Sentí cómo mi mandíbula se tensaba involuntariamente, un signo revelador de mi frustración. Me incorporé un poco en la cama, apoyando los codos detrás de mí para mantener el equilibrio, dejando que la camiseta grande se deslizara ligeramente, revelando la piel de mis muslos.

—Puedes forzar muchas cosas, Cross… pero no puedes obligarme a querer compartir una cama contigo. El matrimonio es una prisión, pero no vas a entrar a mi cabeza.

Se agachó de pronto, con un movimiento rápido e inesperado, acercando su rostro al mío hasta que quedó apenas a unos centímetros de distancia, invadiendo mi espacio personal. Y cuando levantó una mano, me tensé involuntariamente, mi corazón latiendo con fuerza en mi pecho, anticipando un posible ataque. Pero en lugar de golpearme, simplemente me apartó un mechón húmedo de cabello que me caía sobre el rostro, con un gesto sorprendentemente suave y delicado. Como si le importara.

—Yo nunca te golpearía —susurró, y por un segundo fugaz, su voz casi sonó... sincera, cargada de un atisbo de vulnerabilidad.

Lo miré fijamente, sin parpadear, sin ceder ni un ápice. Intenté leer la verdad en sus ojos oscuros.

—Tampoco vas a conseguir nada más de mí. Ya acepté este infierno de matrimonio, pero mi cuerpo no es parte del trato. No vas a tomarme por la fuerza.

Él esbozó una sonrisa lenta, casi divertida, revelando un destello de sus dientes blancos. Su rostro se inclinó aún más cerca del mío, y me susurró con un tono oscuro y venenoso, lleno de una certeza inquietante:

—No lo necesito por la fuerza, Ivy. Lo que quiero… es que lo pidas. Que un día me supliques que te folle. Que te arrastres a mis pies. Y te prometo que ese día no está tan lejos como crees.

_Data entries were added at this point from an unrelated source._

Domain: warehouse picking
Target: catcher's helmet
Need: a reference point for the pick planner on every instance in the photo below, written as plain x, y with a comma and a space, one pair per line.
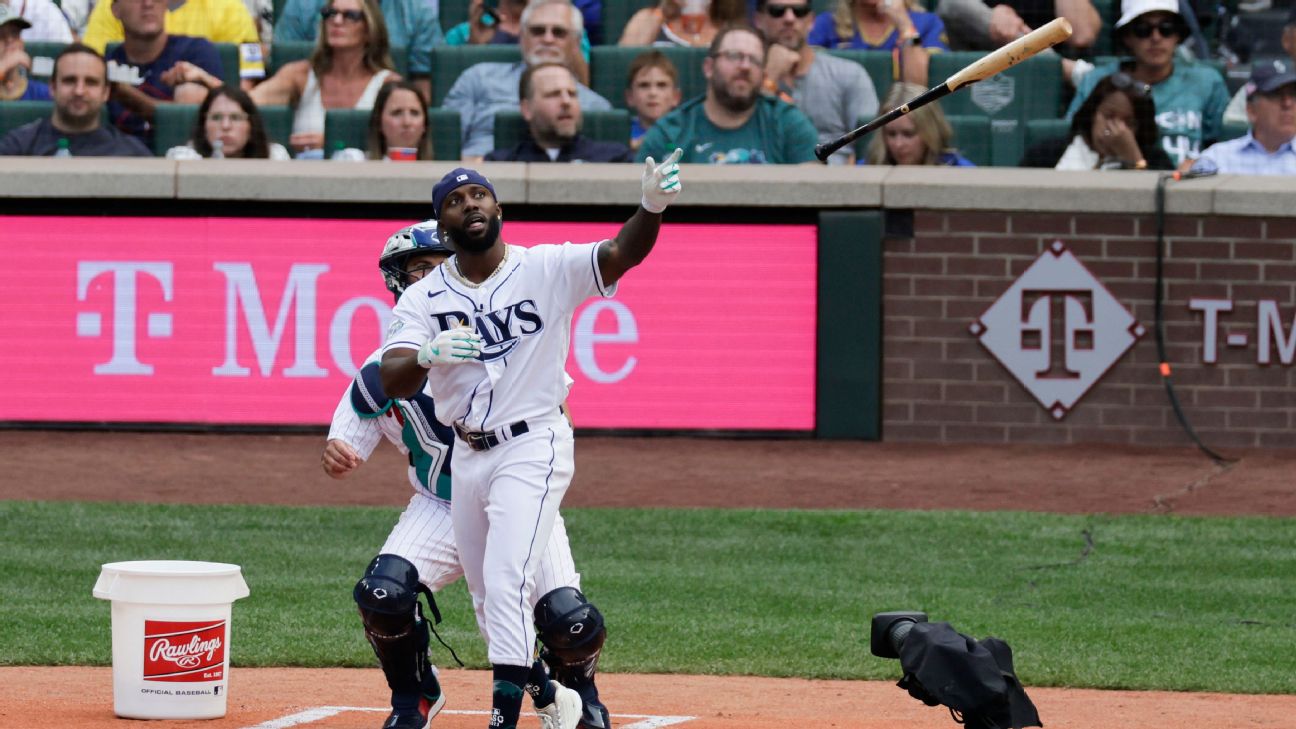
410, 240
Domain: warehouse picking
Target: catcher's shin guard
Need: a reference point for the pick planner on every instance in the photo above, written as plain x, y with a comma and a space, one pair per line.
388, 598
572, 633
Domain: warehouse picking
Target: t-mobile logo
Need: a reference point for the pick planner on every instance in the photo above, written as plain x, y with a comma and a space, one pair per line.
123, 278
1056, 330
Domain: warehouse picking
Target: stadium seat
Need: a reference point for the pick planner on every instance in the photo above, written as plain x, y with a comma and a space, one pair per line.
616, 14
349, 126
971, 139
1030, 90
1040, 130
43, 49
449, 61
13, 114
876, 62
609, 65
283, 52
279, 123
607, 126
228, 61
445, 126
171, 126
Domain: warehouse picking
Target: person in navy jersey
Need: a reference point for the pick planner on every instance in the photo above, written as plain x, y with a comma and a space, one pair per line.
552, 112
14, 62
898, 26
152, 68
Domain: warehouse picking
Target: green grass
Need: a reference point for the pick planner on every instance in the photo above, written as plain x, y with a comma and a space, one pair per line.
1129, 602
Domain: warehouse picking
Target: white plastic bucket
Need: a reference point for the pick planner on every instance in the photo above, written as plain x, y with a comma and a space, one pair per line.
170, 636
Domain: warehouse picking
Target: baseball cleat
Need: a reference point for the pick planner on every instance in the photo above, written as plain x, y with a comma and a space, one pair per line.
565, 710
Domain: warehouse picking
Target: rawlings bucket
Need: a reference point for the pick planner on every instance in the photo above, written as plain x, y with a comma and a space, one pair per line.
170, 636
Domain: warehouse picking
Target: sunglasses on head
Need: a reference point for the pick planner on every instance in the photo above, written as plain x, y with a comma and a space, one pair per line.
556, 31
354, 16
1167, 27
778, 11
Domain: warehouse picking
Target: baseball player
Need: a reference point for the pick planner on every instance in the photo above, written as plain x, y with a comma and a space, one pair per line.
420, 554
487, 334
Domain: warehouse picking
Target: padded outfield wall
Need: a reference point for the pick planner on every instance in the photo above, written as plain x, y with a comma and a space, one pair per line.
911, 304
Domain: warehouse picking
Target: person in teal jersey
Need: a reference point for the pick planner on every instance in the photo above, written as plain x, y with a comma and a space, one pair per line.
1190, 99
734, 123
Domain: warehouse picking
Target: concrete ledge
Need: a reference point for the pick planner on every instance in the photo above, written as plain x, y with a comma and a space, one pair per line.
791, 186
87, 177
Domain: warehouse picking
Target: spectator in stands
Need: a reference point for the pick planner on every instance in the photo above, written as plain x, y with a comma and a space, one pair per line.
79, 87
46, 21
652, 90
228, 126
833, 92
898, 26
670, 23
734, 122
550, 31
1115, 129
14, 62
985, 25
152, 66
923, 136
1266, 149
500, 25
350, 64
411, 25
1190, 99
552, 112
399, 122
1237, 110
219, 21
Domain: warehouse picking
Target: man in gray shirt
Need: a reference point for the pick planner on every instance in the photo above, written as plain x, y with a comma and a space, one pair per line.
833, 92
551, 33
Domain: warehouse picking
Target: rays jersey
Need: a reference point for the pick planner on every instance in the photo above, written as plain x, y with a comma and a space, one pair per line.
364, 415
524, 315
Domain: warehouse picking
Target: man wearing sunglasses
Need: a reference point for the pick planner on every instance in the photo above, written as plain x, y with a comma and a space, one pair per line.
1266, 149
551, 34
411, 25
1190, 97
835, 94
734, 123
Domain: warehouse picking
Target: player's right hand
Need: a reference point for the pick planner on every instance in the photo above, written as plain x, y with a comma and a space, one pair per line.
661, 182
451, 346
338, 459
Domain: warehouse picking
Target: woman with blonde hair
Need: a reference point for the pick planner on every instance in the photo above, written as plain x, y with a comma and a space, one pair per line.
923, 136
350, 64
900, 26
682, 22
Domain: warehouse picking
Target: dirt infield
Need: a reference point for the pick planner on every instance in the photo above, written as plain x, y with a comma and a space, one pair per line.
671, 472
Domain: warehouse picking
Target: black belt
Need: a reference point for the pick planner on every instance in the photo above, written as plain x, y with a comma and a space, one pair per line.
486, 440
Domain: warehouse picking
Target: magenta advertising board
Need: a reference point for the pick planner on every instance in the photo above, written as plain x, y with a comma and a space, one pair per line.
263, 321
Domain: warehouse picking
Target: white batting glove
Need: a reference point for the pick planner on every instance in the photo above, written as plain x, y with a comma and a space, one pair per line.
661, 182
451, 346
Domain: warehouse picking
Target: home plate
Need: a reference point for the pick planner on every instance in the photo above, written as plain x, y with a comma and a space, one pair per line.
319, 714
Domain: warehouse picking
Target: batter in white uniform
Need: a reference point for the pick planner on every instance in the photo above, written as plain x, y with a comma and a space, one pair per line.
489, 332
420, 555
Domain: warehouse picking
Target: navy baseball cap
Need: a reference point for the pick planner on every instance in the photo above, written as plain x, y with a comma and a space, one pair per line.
455, 179
1270, 75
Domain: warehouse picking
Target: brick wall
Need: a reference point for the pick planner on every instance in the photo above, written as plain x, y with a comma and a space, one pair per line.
941, 384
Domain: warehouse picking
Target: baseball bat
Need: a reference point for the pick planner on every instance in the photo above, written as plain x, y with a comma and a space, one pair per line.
1043, 36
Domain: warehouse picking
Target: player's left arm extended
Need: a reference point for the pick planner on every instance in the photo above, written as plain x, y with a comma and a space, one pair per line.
639, 234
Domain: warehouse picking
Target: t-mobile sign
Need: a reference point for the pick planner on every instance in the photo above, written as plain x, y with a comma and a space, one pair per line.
254, 321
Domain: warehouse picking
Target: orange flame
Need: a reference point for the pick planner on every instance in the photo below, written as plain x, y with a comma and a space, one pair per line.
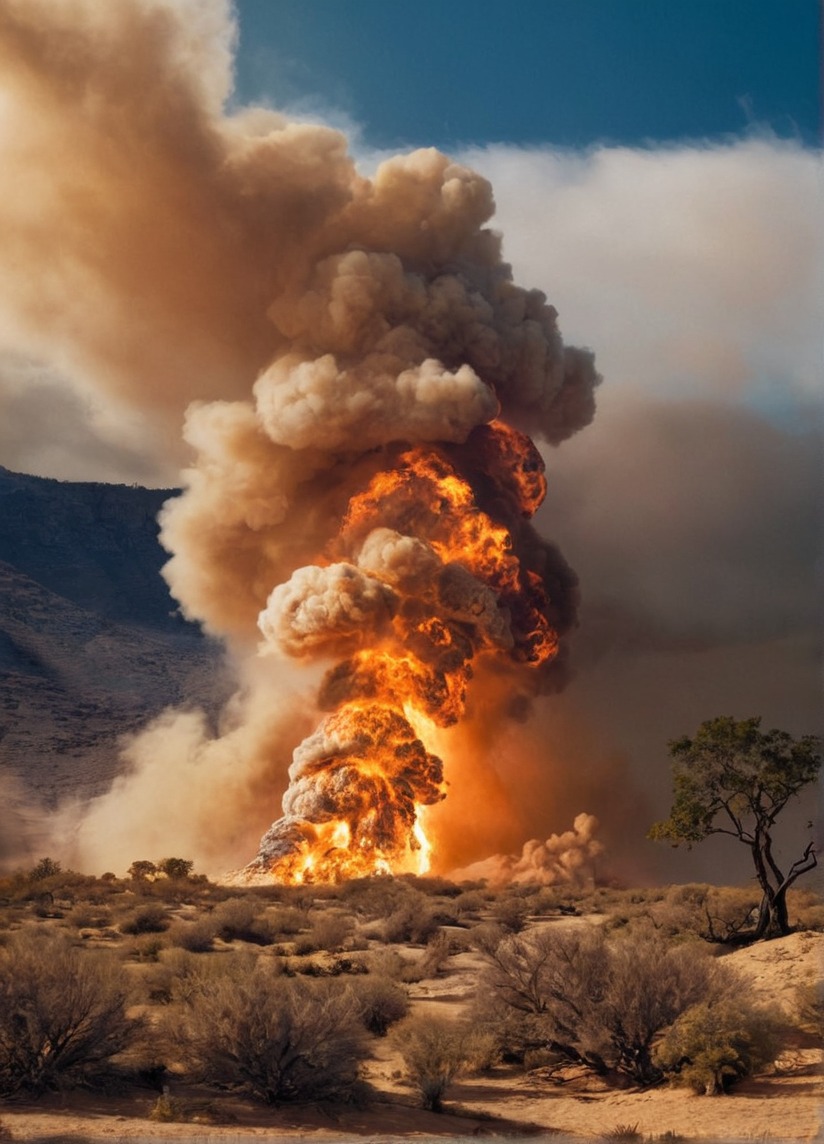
358, 786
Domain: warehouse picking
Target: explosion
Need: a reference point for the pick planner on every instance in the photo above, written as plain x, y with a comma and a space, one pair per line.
358, 375
429, 584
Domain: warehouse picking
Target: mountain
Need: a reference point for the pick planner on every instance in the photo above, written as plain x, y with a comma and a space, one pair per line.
92, 644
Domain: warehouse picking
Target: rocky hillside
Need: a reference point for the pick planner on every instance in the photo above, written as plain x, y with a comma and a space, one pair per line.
92, 644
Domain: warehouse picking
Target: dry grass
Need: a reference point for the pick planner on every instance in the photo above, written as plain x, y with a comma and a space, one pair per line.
395, 947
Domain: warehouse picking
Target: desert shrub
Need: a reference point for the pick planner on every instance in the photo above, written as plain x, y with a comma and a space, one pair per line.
238, 919
414, 920
148, 919
469, 904
509, 913
175, 867
381, 1002
47, 867
623, 1134
434, 1050
283, 1039
87, 915
196, 936
331, 930
713, 1045
147, 947
715, 913
435, 955
141, 870
180, 976
167, 1110
387, 962
62, 1013
286, 920
596, 1001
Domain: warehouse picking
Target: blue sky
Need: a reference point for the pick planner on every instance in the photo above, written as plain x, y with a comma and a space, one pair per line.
656, 174
568, 72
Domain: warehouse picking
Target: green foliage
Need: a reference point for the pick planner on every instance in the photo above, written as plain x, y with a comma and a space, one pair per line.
142, 870
62, 1013
713, 1045
47, 867
733, 778
623, 1134
175, 867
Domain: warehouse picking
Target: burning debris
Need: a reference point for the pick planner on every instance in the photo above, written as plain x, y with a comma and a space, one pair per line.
359, 373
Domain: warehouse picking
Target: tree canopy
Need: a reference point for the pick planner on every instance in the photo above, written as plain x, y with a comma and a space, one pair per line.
733, 778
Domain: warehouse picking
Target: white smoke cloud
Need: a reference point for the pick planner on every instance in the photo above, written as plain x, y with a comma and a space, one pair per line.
690, 508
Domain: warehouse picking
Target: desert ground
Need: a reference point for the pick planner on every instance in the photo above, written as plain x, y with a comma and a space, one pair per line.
782, 1102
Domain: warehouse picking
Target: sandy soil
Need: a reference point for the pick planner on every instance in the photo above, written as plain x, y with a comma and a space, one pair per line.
785, 1104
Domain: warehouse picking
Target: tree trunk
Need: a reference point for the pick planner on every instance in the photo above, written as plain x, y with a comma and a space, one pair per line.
773, 920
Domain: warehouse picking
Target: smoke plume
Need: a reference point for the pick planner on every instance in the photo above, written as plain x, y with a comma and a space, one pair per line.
356, 373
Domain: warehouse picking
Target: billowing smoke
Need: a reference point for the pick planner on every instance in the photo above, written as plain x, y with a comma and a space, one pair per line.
358, 373
567, 858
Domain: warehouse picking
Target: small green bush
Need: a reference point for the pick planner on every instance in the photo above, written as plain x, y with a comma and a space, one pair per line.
713, 1045
435, 1050
149, 919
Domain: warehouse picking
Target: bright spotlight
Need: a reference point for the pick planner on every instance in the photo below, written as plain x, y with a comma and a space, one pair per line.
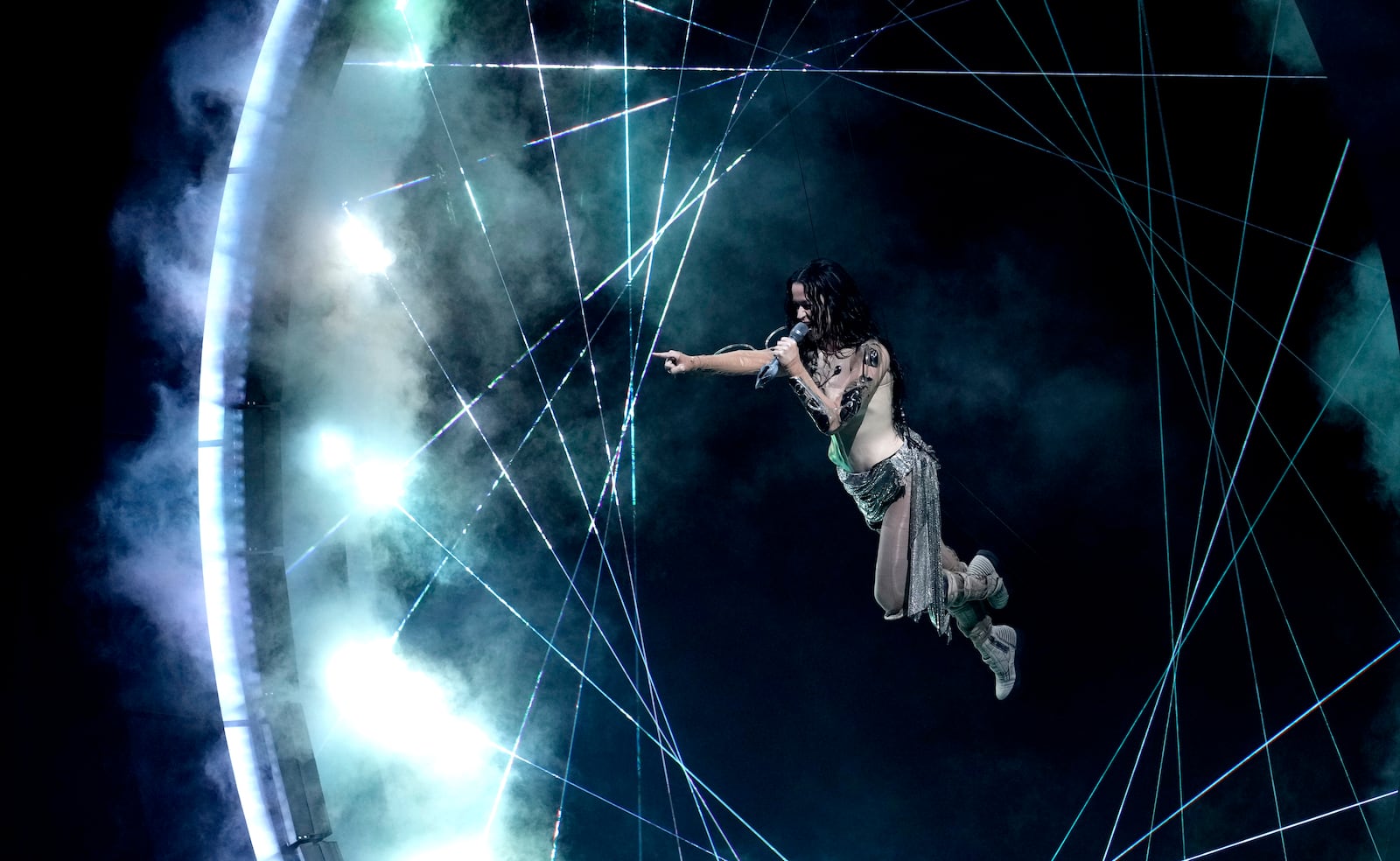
335, 450
402, 709
466, 849
366, 251
380, 482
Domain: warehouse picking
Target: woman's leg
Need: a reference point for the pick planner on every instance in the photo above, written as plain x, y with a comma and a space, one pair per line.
892, 559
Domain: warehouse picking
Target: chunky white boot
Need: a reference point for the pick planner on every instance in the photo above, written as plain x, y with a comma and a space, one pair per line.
979, 583
998, 646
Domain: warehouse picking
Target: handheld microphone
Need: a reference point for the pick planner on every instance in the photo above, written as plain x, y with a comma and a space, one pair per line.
770, 370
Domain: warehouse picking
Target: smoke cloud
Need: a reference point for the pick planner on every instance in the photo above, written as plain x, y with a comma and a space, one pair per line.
1292, 44
1355, 354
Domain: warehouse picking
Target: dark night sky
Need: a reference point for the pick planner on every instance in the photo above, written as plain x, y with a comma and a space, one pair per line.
1019, 305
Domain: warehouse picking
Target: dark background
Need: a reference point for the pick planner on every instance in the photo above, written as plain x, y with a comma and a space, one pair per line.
107, 756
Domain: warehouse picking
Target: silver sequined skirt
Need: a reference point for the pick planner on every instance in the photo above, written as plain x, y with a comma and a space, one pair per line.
914, 469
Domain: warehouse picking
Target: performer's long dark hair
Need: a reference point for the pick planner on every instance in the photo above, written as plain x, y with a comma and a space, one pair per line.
840, 319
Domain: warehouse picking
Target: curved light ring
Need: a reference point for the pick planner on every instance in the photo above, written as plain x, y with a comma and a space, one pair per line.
240, 217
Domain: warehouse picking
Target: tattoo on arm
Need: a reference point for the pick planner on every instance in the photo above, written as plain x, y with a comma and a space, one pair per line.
853, 399
814, 406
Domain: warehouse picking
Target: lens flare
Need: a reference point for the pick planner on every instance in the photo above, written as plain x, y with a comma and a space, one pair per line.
363, 247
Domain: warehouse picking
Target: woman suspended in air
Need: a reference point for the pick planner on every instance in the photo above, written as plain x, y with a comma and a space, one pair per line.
850, 384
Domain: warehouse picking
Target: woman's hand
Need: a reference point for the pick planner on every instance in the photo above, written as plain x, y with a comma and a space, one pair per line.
676, 361
788, 354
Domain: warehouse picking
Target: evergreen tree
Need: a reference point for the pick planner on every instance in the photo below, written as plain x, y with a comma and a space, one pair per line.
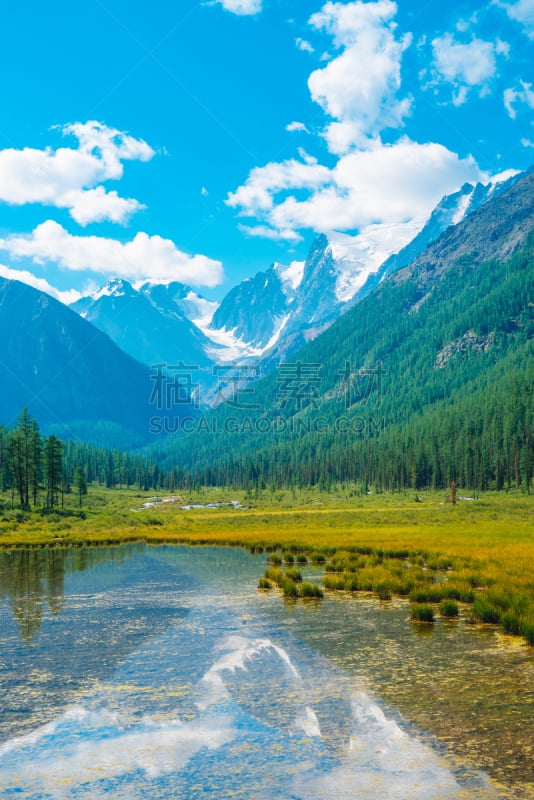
53, 457
80, 483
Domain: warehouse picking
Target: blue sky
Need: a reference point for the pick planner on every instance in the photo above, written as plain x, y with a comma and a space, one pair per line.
201, 141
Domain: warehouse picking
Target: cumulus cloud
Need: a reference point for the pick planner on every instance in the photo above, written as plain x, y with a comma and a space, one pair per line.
383, 184
146, 258
524, 95
304, 45
241, 7
371, 183
359, 87
71, 178
522, 11
296, 126
24, 276
465, 66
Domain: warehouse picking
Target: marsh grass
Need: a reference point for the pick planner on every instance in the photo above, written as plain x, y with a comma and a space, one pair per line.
479, 554
421, 612
449, 608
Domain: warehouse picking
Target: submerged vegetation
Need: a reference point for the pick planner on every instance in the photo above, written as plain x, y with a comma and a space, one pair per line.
473, 557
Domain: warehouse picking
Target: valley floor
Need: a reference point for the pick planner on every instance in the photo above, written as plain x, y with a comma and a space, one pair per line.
479, 551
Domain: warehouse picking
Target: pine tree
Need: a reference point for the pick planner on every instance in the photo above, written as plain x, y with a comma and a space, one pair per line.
53, 453
80, 483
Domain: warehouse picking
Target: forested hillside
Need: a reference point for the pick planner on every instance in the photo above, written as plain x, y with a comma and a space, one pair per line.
428, 380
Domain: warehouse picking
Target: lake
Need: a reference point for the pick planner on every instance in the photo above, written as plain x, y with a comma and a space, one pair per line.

Un escalofrío me recorrió entera, pero esta vez no era solamente por miedo, sino por el hecho de que... en su mundo retorcido y manipulador, él estaba completamente convencido de que eso eventualmente pasaría. Y lo peor de todo, era esa parte oscura y secreta de mí que temía que tuviera razón, que sucumbiría a su juego.

—Duerme —añadió de pronto, incorporándose mientras ajustaba la manga de su camisa con un gesto estudiado—Como ya te lo he dicho varias veces esta madrugada: Esta noche no voy a tocarte. Pero dormirás conmigo, quieras o no.

Se dirigió hacia la puerta del baño con un paso firme y seguro, y antes de desaparecer tras ella, se giró una vez más, mirándome fijamente.

—Ah, y deja la lámpara encendida si quieres… no necesito luz para encontrarte, Ivy. Te encontraré incluso en la más absoluta oscuridad.

Cerró la puerta detrás de él con un clic suave pero definitivo. Yo me quedé ahí, paralizada en la cama, con el pulso acelerado, los labios apretados en una fina línea y el estómago hecho un nudo apretado.

Mañana sería otra guerra, otra batalla por mi propia cordura y autodeterminación.

Y pensaba ganarla. No importaba el costo.